Please let me at least explain why. Where I was coming from. That I thought I was doing what I was supposed to.

As I will explain someday, I wasn’t exactly tech-savvy when I was preparing for my first birth. I just literally didn’t even know anything existed beyond that hospital class and What to Expect.

That hospital class taught us that 95% of boys were circumcised, and that it was more hygienic. I didn’t know this was a lie. And I wasn’t in contact with anyone who could tell me that this was a lie. Looking back, that is not an excuse. The mama bear in me begs my pregnant self to question it, verify it, somehow just double check this number. But I swear to you that my brain was just not wired this way back then. It had never occurred to my naive little mind that a hospital might “misrepresent” facts back then.

As it turns out, in that year, it was actually about 50% of boys who were not being circumcised. Not the mere 5% they asserted (now it’s about 65% who are remaining intact!). And it is not more hygienic to be circumcised… no more so than it is to circumcise a baby girl rather than teach her to properly clean her labia. But apparently it was still a-okay with this hospital to hack off the genitals of baby boys. Hell, the hospital openly encouraged it.

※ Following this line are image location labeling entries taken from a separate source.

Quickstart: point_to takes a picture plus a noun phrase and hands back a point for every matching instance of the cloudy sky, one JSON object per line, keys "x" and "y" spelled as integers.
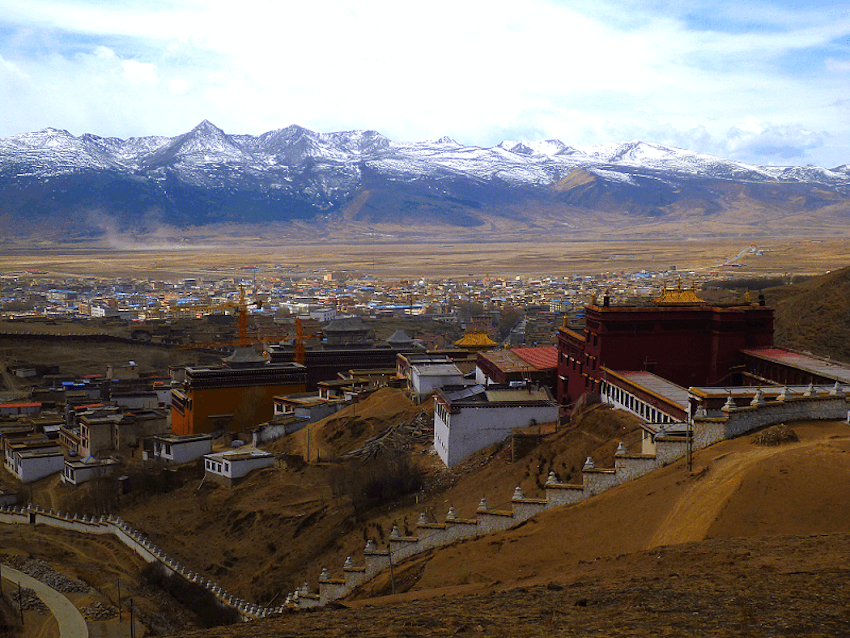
{"x": 765, "y": 82}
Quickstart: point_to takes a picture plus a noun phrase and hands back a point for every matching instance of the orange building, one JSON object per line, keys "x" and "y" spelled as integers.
{"x": 235, "y": 396}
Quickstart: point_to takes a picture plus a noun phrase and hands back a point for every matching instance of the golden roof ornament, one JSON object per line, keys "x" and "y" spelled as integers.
{"x": 679, "y": 296}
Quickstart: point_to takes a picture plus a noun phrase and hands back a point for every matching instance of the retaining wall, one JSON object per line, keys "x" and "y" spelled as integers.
{"x": 627, "y": 467}
{"x": 137, "y": 542}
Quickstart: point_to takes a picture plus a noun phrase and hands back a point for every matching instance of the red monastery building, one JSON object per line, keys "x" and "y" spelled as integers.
{"x": 679, "y": 338}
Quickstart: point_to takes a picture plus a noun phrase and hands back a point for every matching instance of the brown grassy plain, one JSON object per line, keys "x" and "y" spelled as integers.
{"x": 447, "y": 259}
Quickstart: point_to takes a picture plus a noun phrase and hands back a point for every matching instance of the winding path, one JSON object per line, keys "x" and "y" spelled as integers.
{"x": 70, "y": 620}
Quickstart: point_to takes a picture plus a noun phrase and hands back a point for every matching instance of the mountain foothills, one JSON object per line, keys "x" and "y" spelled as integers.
{"x": 312, "y": 185}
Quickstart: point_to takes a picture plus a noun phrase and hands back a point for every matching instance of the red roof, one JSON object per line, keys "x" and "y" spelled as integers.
{"x": 542, "y": 357}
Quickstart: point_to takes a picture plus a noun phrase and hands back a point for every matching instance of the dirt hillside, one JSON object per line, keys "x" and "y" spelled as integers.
{"x": 814, "y": 315}
{"x": 281, "y": 526}
{"x": 737, "y": 489}
{"x": 754, "y": 542}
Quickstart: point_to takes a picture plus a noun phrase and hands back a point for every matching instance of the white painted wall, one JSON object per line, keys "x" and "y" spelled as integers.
{"x": 33, "y": 468}
{"x": 458, "y": 435}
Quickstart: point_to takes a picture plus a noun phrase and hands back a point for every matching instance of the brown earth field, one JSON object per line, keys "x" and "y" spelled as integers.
{"x": 213, "y": 256}
{"x": 753, "y": 542}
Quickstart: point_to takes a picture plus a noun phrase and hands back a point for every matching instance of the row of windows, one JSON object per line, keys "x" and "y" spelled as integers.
{"x": 633, "y": 404}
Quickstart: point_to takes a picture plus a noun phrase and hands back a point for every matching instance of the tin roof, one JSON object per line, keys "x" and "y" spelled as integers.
{"x": 541, "y": 357}
{"x": 660, "y": 387}
{"x": 834, "y": 370}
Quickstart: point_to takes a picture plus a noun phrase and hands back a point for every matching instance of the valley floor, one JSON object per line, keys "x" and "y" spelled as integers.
{"x": 780, "y": 586}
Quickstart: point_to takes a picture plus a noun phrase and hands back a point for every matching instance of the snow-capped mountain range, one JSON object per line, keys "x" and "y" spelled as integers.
{"x": 207, "y": 176}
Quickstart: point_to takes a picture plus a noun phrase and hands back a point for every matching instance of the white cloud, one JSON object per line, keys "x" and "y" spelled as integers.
{"x": 140, "y": 72}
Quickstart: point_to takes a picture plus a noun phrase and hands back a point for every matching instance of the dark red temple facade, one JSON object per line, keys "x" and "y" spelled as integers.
{"x": 690, "y": 345}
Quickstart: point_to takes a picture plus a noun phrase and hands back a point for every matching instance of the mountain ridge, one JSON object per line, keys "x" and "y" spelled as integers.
{"x": 206, "y": 176}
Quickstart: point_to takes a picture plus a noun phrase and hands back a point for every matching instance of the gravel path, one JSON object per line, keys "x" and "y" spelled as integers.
{"x": 71, "y": 622}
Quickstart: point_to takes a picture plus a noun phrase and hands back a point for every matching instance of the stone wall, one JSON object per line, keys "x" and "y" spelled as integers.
{"x": 430, "y": 535}
{"x": 137, "y": 542}
{"x": 627, "y": 467}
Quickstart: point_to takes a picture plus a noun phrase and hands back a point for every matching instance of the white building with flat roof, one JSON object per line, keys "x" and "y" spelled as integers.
{"x": 176, "y": 449}
{"x": 469, "y": 418}
{"x": 228, "y": 467}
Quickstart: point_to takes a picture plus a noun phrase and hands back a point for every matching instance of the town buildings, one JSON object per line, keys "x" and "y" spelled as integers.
{"x": 234, "y": 396}
{"x": 680, "y": 338}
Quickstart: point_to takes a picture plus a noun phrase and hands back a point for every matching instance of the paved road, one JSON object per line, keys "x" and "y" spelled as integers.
{"x": 71, "y": 622}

God, I wish I had known even ONE person at that time who had chosen NOT to circumcise. I didn’t have a religious reason to circumcise, so that might just have been enough to nudge me into researching just a little more.

But all I had was that stupid hospital class, so I consented to have you circumcised. And there I go downplaying it. Sending blame away from myself. The truth now… not only did I consent, I think I actually asked the doc when you would be circumcised. If only ONCE someone had mentioned that it wasn’t medically necessary, I know I would have questioned it. But no one did, so I willingly handed you on over.

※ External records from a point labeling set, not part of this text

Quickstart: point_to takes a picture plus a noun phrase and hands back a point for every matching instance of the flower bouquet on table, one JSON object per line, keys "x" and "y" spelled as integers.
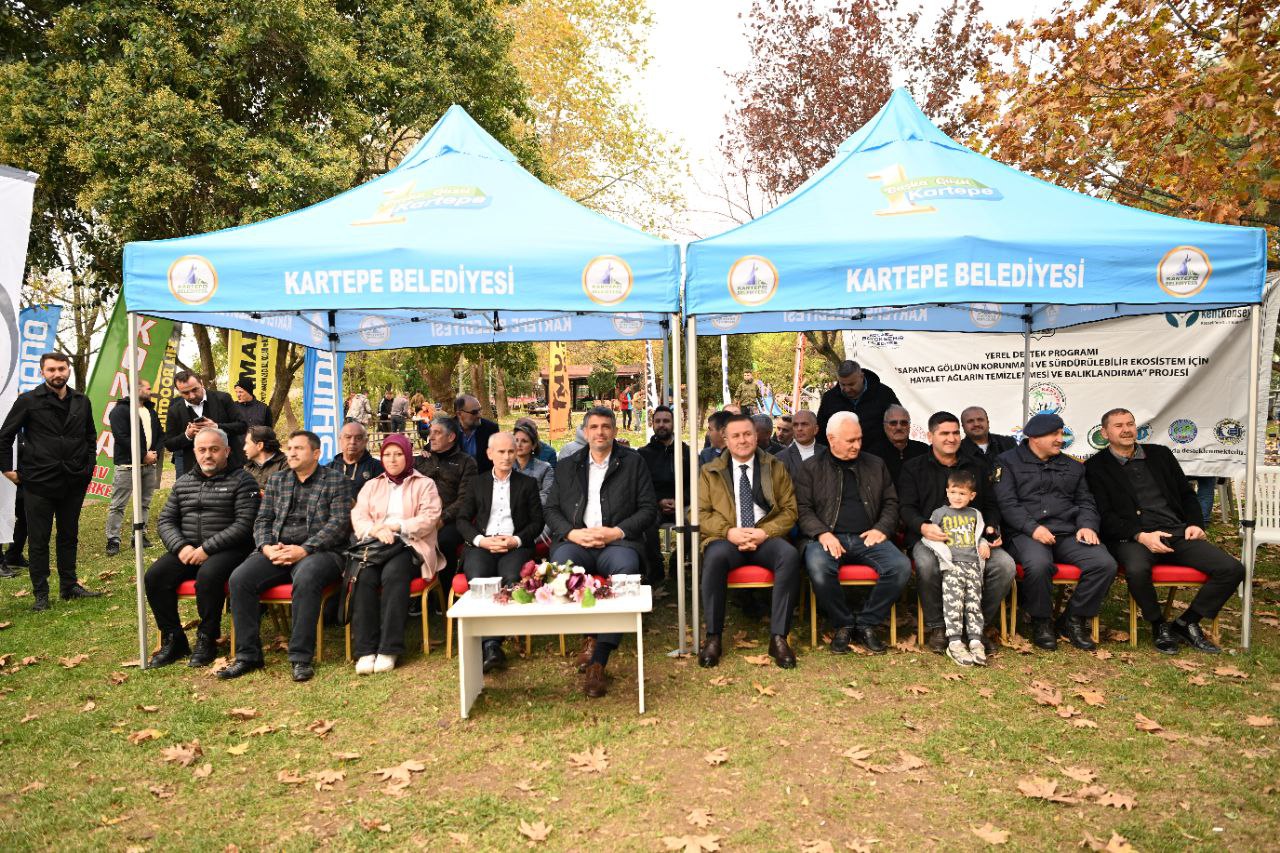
{"x": 561, "y": 583}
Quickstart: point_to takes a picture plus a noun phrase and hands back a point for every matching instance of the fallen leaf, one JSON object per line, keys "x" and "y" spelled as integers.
{"x": 691, "y": 843}
{"x": 700, "y": 817}
{"x": 716, "y": 757}
{"x": 594, "y": 761}
{"x": 1143, "y": 723}
{"x": 990, "y": 834}
{"x": 534, "y": 831}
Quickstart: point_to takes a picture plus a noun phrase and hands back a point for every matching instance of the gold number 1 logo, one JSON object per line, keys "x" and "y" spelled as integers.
{"x": 899, "y": 204}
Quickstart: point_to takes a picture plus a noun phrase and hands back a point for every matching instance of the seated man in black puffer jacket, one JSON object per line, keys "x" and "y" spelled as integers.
{"x": 208, "y": 529}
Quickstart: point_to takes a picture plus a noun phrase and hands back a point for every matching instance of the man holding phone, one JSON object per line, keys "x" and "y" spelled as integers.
{"x": 204, "y": 409}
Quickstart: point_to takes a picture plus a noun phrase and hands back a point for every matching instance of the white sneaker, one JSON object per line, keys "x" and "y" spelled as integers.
{"x": 959, "y": 653}
{"x": 977, "y": 653}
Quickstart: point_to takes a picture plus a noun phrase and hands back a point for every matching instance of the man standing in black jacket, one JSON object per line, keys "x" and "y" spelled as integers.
{"x": 598, "y": 510}
{"x": 860, "y": 392}
{"x": 1151, "y": 515}
{"x": 122, "y": 482}
{"x": 208, "y": 528}
{"x": 56, "y": 464}
{"x": 204, "y": 409}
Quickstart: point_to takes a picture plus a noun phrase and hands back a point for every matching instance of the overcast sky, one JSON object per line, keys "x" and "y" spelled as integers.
{"x": 685, "y": 90}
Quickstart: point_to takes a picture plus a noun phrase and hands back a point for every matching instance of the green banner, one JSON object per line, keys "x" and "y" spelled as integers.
{"x": 109, "y": 381}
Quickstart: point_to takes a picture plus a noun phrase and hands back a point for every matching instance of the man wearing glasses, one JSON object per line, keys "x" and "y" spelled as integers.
{"x": 476, "y": 430}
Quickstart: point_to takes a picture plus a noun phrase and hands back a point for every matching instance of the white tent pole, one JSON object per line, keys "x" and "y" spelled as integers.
{"x": 673, "y": 354}
{"x": 1251, "y": 452}
{"x": 136, "y": 475}
{"x": 691, "y": 368}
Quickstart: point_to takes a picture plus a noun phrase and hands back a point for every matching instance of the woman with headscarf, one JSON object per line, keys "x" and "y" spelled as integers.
{"x": 400, "y": 503}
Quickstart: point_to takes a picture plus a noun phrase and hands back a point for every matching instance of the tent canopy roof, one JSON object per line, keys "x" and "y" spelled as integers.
{"x": 905, "y": 217}
{"x": 457, "y": 242}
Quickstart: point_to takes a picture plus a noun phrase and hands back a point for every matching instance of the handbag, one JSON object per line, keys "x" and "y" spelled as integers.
{"x": 365, "y": 553}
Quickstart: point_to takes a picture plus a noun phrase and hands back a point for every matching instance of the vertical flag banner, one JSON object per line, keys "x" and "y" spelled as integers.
{"x": 17, "y": 190}
{"x": 39, "y": 332}
{"x": 558, "y": 398}
{"x": 109, "y": 381}
{"x": 321, "y": 398}
{"x": 252, "y": 356}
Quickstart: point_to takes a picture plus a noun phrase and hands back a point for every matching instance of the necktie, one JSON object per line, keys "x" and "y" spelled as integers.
{"x": 745, "y": 505}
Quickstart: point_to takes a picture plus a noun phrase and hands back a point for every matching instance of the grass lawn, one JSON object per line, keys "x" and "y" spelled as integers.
{"x": 897, "y": 752}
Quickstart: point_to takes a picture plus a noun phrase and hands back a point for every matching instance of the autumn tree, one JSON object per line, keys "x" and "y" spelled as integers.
{"x": 1168, "y": 105}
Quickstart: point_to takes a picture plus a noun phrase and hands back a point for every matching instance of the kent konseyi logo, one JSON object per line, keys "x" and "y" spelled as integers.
{"x": 408, "y": 199}
{"x": 917, "y": 195}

I remember briefly feeling sad that something about your perfect little self would be changed… and then feeling selfish because “after all, this was a medically necessary procedure, done for your own good.”

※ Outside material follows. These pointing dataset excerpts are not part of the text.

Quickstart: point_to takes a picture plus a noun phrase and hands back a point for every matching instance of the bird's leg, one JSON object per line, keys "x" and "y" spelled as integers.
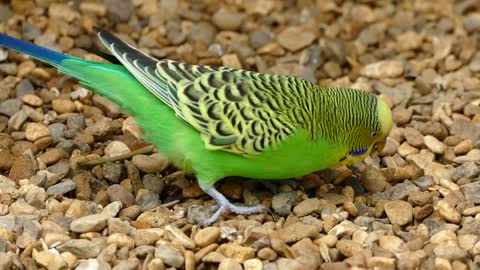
{"x": 224, "y": 204}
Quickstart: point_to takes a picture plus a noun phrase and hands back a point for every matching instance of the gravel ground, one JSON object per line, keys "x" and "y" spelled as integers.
{"x": 416, "y": 206}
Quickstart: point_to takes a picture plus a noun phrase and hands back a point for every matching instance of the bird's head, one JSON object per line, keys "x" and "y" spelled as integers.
{"x": 369, "y": 135}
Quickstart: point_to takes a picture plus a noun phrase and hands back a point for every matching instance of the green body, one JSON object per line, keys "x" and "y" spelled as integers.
{"x": 183, "y": 145}
{"x": 218, "y": 122}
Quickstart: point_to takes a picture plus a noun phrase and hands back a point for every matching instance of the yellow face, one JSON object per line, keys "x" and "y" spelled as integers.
{"x": 375, "y": 140}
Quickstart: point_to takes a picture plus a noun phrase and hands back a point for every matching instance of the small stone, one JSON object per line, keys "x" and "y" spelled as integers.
{"x": 450, "y": 253}
{"x": 297, "y": 231}
{"x": 228, "y": 20}
{"x": 402, "y": 115}
{"x": 32, "y": 100}
{"x": 372, "y": 179}
{"x": 434, "y": 145}
{"x": 472, "y": 156}
{"x": 236, "y": 252}
{"x": 463, "y": 147}
{"x": 121, "y": 240}
{"x": 10, "y": 106}
{"x": 61, "y": 188}
{"x": 129, "y": 126}
{"x": 91, "y": 223}
{"x": 178, "y": 236}
{"x": 36, "y": 131}
{"x": 283, "y": 202}
{"x": 295, "y": 38}
{"x": 153, "y": 183}
{"x": 471, "y": 191}
{"x": 63, "y": 105}
{"x": 169, "y": 255}
{"x": 52, "y": 156}
{"x": 81, "y": 248}
{"x": 230, "y": 264}
{"x": 147, "y": 200}
{"x": 206, "y": 236}
{"x": 377, "y": 262}
{"x": 154, "y": 163}
{"x": 383, "y": 69}
{"x": 119, "y": 193}
{"x": 253, "y": 264}
{"x": 308, "y": 206}
{"x": 420, "y": 198}
{"x": 22, "y": 168}
{"x": 267, "y": 254}
{"x": 49, "y": 259}
{"x": 448, "y": 212}
{"x": 399, "y": 212}
{"x": 348, "y": 248}
{"x": 116, "y": 148}
{"x": 424, "y": 182}
{"x": 392, "y": 243}
{"x": 6, "y": 159}
{"x": 442, "y": 264}
{"x": 112, "y": 171}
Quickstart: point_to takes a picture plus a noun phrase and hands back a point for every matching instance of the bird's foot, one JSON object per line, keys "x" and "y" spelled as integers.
{"x": 223, "y": 204}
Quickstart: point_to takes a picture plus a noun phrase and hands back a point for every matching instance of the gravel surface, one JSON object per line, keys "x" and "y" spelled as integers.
{"x": 417, "y": 206}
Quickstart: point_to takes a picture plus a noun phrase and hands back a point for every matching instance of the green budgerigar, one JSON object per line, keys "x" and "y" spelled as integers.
{"x": 217, "y": 121}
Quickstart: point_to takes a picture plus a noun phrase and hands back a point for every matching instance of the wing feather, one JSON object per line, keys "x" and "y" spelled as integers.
{"x": 234, "y": 110}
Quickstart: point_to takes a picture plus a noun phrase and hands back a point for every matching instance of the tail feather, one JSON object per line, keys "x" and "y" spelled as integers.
{"x": 52, "y": 57}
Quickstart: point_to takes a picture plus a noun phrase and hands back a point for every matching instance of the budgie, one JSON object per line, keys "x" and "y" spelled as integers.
{"x": 218, "y": 121}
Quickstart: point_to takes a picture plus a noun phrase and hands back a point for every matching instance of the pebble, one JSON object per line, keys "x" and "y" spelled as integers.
{"x": 253, "y": 264}
{"x": 206, "y": 236}
{"x": 10, "y": 106}
{"x": 169, "y": 255}
{"x": 230, "y": 264}
{"x": 6, "y": 159}
{"x": 32, "y": 100}
{"x": 154, "y": 163}
{"x": 112, "y": 171}
{"x": 295, "y": 38}
{"x": 399, "y": 212}
{"x": 22, "y": 168}
{"x": 116, "y": 148}
{"x": 434, "y": 145}
{"x": 63, "y": 106}
{"x": 472, "y": 156}
{"x": 178, "y": 236}
{"x": 61, "y": 188}
{"x": 308, "y": 206}
{"x": 463, "y": 147}
{"x": 236, "y": 252}
{"x": 52, "y": 156}
{"x": 153, "y": 183}
{"x": 129, "y": 126}
{"x": 383, "y": 69}
{"x": 448, "y": 212}
{"x": 228, "y": 20}
{"x": 147, "y": 200}
{"x": 297, "y": 231}
{"x": 392, "y": 243}
{"x": 267, "y": 254}
{"x": 119, "y": 193}
{"x": 49, "y": 259}
{"x": 81, "y": 248}
{"x": 35, "y": 131}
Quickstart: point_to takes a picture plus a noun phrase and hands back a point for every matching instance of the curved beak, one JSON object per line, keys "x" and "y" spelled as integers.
{"x": 378, "y": 147}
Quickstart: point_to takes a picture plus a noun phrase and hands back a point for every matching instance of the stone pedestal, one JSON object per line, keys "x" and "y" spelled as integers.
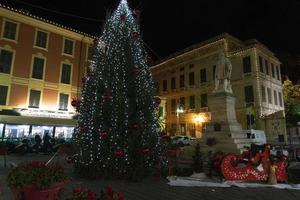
{"x": 224, "y": 128}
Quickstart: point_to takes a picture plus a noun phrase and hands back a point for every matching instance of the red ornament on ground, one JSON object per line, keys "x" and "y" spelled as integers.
{"x": 145, "y": 151}
{"x": 134, "y": 34}
{"x": 118, "y": 153}
{"x": 103, "y": 134}
{"x": 136, "y": 70}
{"x": 106, "y": 97}
{"x": 135, "y": 125}
{"x": 123, "y": 18}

I vaguely remember asking if they use anesthetic and something was said about sugar water (I was going on 36 hours of not sleeping because of my stupid induction and cesarean, so I wasn’t in top form).  Good frigging God, I was so stupid. As far as I can tell, you had part of your genitals forcibly ripped off at less than 24 hours old with absolutely no anesthesia.

I’m sobbing now, writing this. I just want to go back in time and kick my own ass. What the hell was wrong with me?

But the way my brain worked back then, it never occurred to me that something so horrific… the outright torture of a newborn… would be even remotely legal. I thought it was really medically necessary like that hospital class had taught us, and I thought you hadn’t felt it.

And when you were a couple of months old, right as I was learning that your cesarean birth could have been avoided, I also learned the truth about circumcision. That there is no medical reason. And that the majority of boys are remaining intact these days.

God, I sobbed.

I’m so sorry.

And then I became pregnant with your little brother. You two are only 19 months apart. It took some convincing of your daddy, but he eventually consented that the evidence showed that there was not a medical reason to circumcise. So then it was just a matter of having him admit that you and your soon-to-be brother having matching penises was not a valid reason to amputate anyone’s genitals. And your sweet daddy very quickly came around.

You are five, and little bro is three. So far, there have been no questions as to why your penises look different. How will I answer that when it does come up? When you are still little I think I will keep it generic, so as to not freak you out. “Mommy made one decision for you, and another for your little brother.” So far each of you thinks that your penis is the most awesome thing since … well, since anything, so I don’t think it will be an issue.

But when you are older… a man… I would like to explain things more truthfully… and apologize.

I can only pray to God that you will be able to understand why I made such a poor decision, and forgive me.

So for all of the parenting moments I look back upon, wishing I could re-do, having you circumcised is the only one I have utter remorse for.